ABSTRACT
Pansharpening refers to the fusion of a multispectral image (MS) and a panchromatic image (PAN) to obtain a new image with the same spatial resolution as the PAN image and the same spectral resolution as the MS image. This paper describes a new, efficient, and accurate pansharpening architecture. The Vector-Quantized Variational AutoEncoder (VQ-VAE) is the foundation of the proposed method. The VQ-VAE model is trained to learn the non-linear mapping of degraded panchromatic image patches to high-resolution patches.
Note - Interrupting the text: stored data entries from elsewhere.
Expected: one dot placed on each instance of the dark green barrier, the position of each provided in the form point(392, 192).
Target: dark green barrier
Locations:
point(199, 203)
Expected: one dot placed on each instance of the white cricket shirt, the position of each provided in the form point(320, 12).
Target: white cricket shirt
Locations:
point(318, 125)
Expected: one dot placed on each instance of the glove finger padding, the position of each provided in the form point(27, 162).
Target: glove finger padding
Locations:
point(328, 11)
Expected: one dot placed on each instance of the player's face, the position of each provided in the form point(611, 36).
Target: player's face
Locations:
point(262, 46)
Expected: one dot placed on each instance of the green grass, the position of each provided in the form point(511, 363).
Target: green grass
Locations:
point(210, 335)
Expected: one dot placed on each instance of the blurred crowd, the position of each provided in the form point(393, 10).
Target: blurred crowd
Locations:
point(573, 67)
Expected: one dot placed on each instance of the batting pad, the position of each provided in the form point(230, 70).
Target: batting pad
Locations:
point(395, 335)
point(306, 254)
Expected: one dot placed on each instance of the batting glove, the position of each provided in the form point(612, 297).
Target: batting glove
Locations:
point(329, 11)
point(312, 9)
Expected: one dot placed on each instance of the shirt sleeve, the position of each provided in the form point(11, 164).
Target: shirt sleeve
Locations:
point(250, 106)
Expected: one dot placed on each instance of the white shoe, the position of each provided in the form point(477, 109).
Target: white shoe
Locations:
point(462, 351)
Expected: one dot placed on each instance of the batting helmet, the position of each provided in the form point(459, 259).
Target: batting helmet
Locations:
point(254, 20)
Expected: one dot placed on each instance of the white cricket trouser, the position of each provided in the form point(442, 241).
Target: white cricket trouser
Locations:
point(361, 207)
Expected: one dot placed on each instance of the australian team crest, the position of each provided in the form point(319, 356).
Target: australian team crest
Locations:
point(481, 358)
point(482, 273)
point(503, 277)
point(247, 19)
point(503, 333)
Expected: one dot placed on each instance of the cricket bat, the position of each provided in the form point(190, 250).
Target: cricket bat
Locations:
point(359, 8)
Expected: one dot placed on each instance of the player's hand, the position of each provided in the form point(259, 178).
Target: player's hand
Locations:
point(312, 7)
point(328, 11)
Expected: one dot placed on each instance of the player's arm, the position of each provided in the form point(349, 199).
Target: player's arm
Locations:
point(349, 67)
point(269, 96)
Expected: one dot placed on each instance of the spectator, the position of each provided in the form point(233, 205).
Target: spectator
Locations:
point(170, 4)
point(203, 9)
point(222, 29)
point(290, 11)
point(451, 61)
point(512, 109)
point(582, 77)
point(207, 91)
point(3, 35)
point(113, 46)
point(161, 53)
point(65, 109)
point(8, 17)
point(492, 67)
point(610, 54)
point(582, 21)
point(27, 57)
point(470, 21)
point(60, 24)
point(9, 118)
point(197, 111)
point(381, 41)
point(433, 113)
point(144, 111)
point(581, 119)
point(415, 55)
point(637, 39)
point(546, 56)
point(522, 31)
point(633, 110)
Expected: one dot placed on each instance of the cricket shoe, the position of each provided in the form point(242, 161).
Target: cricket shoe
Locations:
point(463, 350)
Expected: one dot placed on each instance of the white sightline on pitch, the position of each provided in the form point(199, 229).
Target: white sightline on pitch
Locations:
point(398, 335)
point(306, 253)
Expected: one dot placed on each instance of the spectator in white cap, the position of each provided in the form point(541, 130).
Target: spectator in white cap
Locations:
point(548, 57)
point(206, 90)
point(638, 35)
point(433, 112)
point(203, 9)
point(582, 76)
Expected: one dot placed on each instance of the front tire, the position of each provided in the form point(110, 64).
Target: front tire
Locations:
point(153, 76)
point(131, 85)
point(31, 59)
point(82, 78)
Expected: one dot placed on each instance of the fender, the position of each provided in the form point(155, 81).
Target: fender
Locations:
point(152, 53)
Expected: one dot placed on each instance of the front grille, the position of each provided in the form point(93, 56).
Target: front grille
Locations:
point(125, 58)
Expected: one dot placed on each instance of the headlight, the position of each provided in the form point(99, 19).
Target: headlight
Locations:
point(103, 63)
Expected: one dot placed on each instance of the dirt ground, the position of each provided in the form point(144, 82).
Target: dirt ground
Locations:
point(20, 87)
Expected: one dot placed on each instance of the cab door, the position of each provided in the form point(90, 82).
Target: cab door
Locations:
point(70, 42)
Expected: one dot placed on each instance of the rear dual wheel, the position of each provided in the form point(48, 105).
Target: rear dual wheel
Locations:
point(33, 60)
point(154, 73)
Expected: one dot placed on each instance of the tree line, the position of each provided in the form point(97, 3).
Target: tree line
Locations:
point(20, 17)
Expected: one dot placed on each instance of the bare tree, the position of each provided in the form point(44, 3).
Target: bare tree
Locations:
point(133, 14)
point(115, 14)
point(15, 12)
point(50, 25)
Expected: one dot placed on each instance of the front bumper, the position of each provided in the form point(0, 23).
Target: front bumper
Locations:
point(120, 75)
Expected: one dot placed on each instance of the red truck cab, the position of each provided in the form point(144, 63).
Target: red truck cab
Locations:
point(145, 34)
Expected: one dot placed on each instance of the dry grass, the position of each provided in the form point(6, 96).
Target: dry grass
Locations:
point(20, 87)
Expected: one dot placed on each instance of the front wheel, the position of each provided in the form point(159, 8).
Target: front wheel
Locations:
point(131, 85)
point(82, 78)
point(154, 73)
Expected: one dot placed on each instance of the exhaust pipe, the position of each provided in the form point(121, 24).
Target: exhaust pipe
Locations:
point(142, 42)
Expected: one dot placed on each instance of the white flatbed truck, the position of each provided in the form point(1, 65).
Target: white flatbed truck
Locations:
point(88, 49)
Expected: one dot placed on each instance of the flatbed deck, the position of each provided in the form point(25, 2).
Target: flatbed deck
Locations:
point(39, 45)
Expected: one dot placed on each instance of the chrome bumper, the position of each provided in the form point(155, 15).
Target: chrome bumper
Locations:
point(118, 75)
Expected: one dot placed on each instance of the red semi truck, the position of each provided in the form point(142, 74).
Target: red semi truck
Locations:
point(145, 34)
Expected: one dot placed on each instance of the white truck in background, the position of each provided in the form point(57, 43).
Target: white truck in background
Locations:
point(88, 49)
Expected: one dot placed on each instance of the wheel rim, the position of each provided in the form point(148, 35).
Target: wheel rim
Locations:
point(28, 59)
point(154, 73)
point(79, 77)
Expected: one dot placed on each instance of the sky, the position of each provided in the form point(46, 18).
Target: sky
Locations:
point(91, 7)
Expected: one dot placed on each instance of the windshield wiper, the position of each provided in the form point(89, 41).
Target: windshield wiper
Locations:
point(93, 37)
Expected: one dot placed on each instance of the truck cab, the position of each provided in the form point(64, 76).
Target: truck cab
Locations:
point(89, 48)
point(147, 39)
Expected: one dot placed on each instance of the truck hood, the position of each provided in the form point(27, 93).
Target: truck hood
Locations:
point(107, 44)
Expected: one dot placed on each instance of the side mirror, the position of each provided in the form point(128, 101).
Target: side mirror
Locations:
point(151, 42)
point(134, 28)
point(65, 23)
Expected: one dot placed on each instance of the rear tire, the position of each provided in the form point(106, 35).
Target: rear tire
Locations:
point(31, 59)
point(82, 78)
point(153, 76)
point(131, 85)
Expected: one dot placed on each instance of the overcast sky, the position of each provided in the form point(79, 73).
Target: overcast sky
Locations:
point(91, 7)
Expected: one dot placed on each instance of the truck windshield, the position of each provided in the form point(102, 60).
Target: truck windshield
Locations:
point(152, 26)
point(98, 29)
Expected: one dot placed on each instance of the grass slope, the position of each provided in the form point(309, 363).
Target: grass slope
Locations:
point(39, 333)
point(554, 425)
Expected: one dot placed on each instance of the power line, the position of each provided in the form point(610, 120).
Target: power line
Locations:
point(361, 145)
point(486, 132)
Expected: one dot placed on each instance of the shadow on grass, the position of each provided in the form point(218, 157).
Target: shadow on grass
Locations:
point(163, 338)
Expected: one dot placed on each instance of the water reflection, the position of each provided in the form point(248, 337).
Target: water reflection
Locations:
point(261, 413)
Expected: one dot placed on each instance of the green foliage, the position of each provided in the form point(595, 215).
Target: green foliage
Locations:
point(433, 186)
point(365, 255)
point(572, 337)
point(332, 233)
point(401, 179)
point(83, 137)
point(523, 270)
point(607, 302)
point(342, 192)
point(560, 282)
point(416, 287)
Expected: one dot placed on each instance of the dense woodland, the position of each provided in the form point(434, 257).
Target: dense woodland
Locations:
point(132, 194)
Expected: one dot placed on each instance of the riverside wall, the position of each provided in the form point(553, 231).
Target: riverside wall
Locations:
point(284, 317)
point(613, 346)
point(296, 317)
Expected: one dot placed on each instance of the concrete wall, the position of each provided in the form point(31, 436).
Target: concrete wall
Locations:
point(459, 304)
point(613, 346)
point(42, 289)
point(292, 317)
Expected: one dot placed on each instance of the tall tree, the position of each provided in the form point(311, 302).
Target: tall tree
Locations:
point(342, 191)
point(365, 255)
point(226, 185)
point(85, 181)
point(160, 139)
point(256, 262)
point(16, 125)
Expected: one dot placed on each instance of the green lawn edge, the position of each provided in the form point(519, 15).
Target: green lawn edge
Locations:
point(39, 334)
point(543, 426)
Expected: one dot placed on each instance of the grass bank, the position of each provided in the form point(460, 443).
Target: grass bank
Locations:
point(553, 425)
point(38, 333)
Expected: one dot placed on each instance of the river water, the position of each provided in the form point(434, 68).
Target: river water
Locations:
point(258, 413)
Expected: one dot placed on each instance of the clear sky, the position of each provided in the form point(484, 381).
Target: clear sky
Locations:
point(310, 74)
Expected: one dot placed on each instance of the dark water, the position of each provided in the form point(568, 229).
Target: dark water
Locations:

This approach ensures that high-resolution patches can be recovered from low-resolution ones. After training on PAN patches, the VQ-VAE estimates high-resolution multispectral patches for each band of the original multispectral image before reconstructing the high-resolution multispectral image from the patches. The original multispectral image, the panchromatic image, and the estimated high-resolution multispectral image are combined through a modified Component Substitution (CS) process to obtain the pansharpened image. Three large satellite datasets from urban areas with 4-band spectral resolution (blue, green, red, and near-infrared) were used to evaluate the proposed pansharpening method’s performance. The effectiveness of the proposed method is demonstrated by the quantitative and visual results obtained compared to several literature approaches.
Disclosure statement
No potential conflict of interest was reported by the author(s).